Thousands of protesters marched in London calling for government action to ease the cost of living crisis.
The TUC, which coordinated hundreds of coaches to bring demonstrators to the capital from across the UK, called for measures including “a decent pay rise for public-sector workers” and a £15 minimum wage.
Union leaders gave speeches in Parliament Square, demanding higher wages, increased taxes on the rich and better working conditions.
They also expressed support for the Rail, Maritime and Transport (RMT) union rail strikes next week.
Onlookers reported a heavy police presence, with around 10 police vans.
Frances O’Grady, general secretary of the TUC, said: “I have seen the transport secretary Grant Shapps has threatened rail workers that they will strike themselves out of a job.

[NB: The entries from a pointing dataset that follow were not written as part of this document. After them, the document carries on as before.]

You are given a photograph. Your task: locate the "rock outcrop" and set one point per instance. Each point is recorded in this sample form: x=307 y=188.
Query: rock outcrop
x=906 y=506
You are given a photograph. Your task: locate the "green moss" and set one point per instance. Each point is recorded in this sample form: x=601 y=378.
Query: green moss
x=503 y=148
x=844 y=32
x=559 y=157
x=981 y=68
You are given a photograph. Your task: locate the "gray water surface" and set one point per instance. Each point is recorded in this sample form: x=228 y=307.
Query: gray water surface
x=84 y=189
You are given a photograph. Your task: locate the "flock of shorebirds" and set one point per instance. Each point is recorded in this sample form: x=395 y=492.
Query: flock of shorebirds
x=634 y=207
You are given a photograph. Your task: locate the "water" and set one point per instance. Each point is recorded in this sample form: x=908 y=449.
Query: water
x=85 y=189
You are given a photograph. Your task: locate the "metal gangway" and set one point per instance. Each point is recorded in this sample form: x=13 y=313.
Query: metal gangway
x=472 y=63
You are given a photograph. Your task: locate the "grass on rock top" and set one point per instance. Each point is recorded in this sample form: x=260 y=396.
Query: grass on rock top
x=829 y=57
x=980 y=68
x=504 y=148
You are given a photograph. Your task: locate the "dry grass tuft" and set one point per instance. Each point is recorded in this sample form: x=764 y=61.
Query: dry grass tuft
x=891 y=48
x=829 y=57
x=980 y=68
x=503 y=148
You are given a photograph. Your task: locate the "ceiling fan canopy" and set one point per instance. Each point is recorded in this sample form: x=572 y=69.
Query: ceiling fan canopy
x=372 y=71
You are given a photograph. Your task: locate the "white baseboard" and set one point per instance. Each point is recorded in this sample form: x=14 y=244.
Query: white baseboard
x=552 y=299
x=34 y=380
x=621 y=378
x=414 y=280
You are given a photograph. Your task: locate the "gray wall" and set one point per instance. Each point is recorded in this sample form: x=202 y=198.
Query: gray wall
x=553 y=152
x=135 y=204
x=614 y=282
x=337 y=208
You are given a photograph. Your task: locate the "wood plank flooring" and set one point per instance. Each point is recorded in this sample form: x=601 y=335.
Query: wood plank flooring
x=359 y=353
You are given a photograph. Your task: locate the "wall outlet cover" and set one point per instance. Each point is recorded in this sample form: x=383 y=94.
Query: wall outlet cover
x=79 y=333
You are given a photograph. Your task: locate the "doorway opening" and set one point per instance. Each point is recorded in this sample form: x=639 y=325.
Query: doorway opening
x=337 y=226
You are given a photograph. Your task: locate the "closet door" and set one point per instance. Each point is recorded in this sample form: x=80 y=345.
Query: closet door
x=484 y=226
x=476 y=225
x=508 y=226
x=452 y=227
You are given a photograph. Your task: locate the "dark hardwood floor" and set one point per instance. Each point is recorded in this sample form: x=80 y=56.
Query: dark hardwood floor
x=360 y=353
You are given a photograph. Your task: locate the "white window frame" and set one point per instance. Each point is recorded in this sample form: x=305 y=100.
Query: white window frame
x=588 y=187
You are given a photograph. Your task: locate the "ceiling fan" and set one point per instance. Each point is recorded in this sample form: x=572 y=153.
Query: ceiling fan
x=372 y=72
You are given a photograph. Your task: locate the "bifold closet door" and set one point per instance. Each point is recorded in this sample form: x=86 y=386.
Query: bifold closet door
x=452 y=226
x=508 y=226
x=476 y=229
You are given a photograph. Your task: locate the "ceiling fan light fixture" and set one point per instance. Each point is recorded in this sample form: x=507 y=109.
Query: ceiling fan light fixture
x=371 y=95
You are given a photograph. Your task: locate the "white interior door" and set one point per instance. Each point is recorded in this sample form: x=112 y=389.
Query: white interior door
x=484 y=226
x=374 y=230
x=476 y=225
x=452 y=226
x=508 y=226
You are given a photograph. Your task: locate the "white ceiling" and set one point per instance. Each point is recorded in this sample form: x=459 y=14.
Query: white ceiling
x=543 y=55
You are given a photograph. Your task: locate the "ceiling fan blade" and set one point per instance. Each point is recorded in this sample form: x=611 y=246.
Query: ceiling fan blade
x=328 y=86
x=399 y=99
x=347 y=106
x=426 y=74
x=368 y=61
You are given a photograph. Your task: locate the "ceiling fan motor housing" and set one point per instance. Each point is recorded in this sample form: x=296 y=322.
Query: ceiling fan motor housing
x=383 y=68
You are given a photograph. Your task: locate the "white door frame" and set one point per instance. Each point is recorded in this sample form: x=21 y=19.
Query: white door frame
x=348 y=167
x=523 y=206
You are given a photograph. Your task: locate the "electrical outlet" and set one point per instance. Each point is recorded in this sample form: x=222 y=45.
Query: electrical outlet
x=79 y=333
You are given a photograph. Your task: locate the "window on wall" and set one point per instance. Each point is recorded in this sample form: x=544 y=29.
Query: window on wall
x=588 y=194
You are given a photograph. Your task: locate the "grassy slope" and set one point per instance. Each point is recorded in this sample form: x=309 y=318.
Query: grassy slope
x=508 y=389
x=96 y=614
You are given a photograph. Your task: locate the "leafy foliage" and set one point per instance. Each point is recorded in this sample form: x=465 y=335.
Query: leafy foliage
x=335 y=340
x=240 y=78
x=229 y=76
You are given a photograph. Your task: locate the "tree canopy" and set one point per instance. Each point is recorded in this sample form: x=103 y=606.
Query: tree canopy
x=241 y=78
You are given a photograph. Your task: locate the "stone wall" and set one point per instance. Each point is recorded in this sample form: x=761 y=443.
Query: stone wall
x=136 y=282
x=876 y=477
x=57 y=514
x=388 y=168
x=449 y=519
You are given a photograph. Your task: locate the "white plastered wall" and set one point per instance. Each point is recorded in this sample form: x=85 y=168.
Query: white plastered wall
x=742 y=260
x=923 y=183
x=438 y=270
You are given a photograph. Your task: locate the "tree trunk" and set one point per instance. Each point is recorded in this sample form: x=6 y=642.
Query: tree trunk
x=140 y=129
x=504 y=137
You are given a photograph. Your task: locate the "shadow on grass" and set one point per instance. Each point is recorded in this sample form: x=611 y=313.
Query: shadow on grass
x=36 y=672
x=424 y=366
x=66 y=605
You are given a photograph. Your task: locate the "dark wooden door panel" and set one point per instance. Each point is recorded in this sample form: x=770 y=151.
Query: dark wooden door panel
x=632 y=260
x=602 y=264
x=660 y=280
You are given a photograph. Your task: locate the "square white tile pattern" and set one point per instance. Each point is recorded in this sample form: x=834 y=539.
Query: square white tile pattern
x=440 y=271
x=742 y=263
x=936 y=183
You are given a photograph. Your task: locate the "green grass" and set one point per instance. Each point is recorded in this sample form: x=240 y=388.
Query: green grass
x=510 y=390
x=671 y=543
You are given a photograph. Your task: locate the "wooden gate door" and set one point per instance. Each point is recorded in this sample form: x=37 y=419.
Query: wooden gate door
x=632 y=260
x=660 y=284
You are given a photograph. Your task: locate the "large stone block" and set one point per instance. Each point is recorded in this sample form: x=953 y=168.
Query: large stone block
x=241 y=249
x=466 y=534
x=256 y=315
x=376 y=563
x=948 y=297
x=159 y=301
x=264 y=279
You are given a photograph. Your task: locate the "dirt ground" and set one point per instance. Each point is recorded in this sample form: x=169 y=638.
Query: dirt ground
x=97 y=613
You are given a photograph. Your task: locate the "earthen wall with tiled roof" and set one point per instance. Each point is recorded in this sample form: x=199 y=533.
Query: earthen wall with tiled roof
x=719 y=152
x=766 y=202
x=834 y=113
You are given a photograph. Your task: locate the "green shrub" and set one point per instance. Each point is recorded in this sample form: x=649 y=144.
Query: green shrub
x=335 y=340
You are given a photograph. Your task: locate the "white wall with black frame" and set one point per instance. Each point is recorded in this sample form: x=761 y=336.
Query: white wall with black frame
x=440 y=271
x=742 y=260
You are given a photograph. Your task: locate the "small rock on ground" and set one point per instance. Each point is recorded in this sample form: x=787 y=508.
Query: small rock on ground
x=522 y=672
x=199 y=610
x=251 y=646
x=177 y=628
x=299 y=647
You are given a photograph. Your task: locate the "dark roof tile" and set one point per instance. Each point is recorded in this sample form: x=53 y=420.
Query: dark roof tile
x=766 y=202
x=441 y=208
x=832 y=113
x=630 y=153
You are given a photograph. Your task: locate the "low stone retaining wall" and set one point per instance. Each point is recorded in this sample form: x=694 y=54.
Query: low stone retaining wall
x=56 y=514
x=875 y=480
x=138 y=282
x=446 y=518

“Well you are wrong Mr Shapps: if you keep stirring, come the next election, you will be out of a job.”
Ms O’Grady added: “Let me say this to Boris Johnson: don’t you dare shift the blame for inflation on to working people.
“Don’t you dare, not after a decade of austerity, privatisation and pay cuts. Don’t you dare tell working families we have to put up with more pain.
“What about bankers’ bonuses? What about the boardroom raking it in? What about corporate profits? It is time to raise taxes on wealth, not workers.”
Protester Ben Robinson, who works for a housing charity in south London, said: “We’ve got residents who are coming into our offices who are choosing between feeding their own kids, not themselves, their own kids, and paying rent and heating, and that is just not a choice that anyone should have to face in the fourth-biggest economy in the world.
“And the growing disparity between the very richest in society and the other 99 per cent of people who just don’t have enough to get by.”
Frankie Brown, 24, a teacher, said: “Every day I have got kids in my class who are going home to homes where they don’t have enough to eat.”
The TUC says research suggests workers have lost almost £20,000 since 2008 because pay has not kept pace with inflation.
But the government on Saturday warned workers cannot expect pay rises to keep up with the soaring cost of living.
Treasury chief secretary Simon Clarke said pay demands which seek to match the rate of inflation risked creating a 1970s-style wage-price spiral, pushing prices in the shops even higher.
The Treasury insisted it had “stepped in to ease the burden” of the cost of living crisis.
A government spokesperson said: “As part of our £37bn support package we’re also saving the typical employee over £330 a year through the imminent national insurance tax cut, are allowing universal credit claimants to keep £1,000 more of what they earn and have made the biggest cut to all fuel duty rates ever.”